This I Believe

Joe - Burr Ridge, Illinois
Entered on October 1, 2006
Age Group: Under 18

This I Believe

I believe in to just stop thinking it over and stop procrastinating and do it. When I was younger I was chosen to go on stage at Nickelodeon Studios for a game. As they were preparing me and dressing me in a suit I was to busy thinking on what was happening and all the people there and what to do, I told to the lady I wanted to go back and sit down with my parents. As watching the kid that took my place from the audience have a blast on stage sliming other kids and getting slimed I was very disappointed.
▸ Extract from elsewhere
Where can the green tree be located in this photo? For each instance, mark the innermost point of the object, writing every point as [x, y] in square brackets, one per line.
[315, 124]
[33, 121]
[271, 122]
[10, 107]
When I look back and think about it I wish I could have gone on stage, and maybe I would have been in the same place as I am now but I would have had the memory that I got up on stage and got slimed.

Last year I was not going to try out for the Lacrosse team because once again I thought, I thought that I was not going to make it. Until my friend told me to try out the day before try outs, and said what is the worst thing that could happen, so I tried out and I made it and got a lot of playing time too. I did not think about it I just did it. Was I the best absolutely not, but now I love the sport because I just tried out for it, just did it.

If everyone just stopped and thought then our lives would be boring, most of our memories have come from one of your friends doing something fun and crazy or you did something fun or crazy, I mean when your friends stands up on a table and starts dancing you think they thought about it, but to you it was hilarious, and you would never forget it. I have talked myself out of doing really fun things just because I was scared. I regret not doing some of those things because I was afraid of what people would think, but if I did then I would have had so much fun. I would have met so many more people and had so many more fun and memorable experiences if I just did it and not over analyze the situation.

I believe that we would all just have more fun if we just went with our natural reaction instead of thinking it over to many times and eventually talking yourself out of what ever you were planning on doing.